Our interest in reading the technique description and its
results in the paper now published by Chen and Qiu relates
to the fact that we had the opportunity to propose and
publish this very same modality of approach to the
Glissonian sheath 4 years ago in Archives of Surgery [2].
Another use for this approach is during anatomical left
trisectionectomies as published in 2005 [3]. The application
of our technique was also feasible in cirrhotic livers and our
preliminary results were published in 2006 [4].
The description of techniques of left liver resections is of
utmost importance as they represent a significant technical
advance in performing anatomical resection of left liver
segments. The knowledge and use of Glissonian pedicles of
liver segments is a logical approach in modern liver surgery
[2]. It precludes the tedious dissection of hilar structures as
we already discussed in previous papers [2–8].

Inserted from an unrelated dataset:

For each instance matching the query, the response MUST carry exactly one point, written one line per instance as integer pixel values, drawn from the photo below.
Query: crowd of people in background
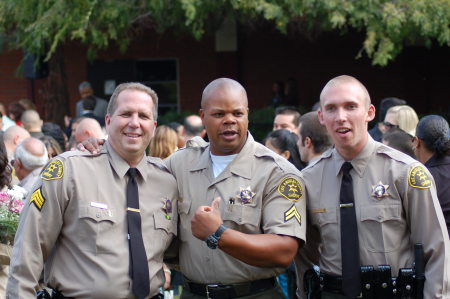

Chen and Qiu’s technique is very similar with ours;
however, they stress the outflow control of the correspondent
hepatic veins (left hepatic vein or common trunk). We also
think that outflow control is very important and we cited in our
article a technique described elsewhere [9–10]. The Fig. 2 that
appeared in our article [2] is an intraoperative photograph
identical to the drawing present in their paper (as Fig. 1).
Similar figures also appeared in other papers [3, 4].
Although the authors stated that they have been using
this technique for the last 18 years, this approach has never
been published before and therefore we believe that the
author should have mentioned our technique in their paper
since our technique has been published in impact medical
journals. Nevertheless, we still think that this is a very
important technique and should be used worldwide.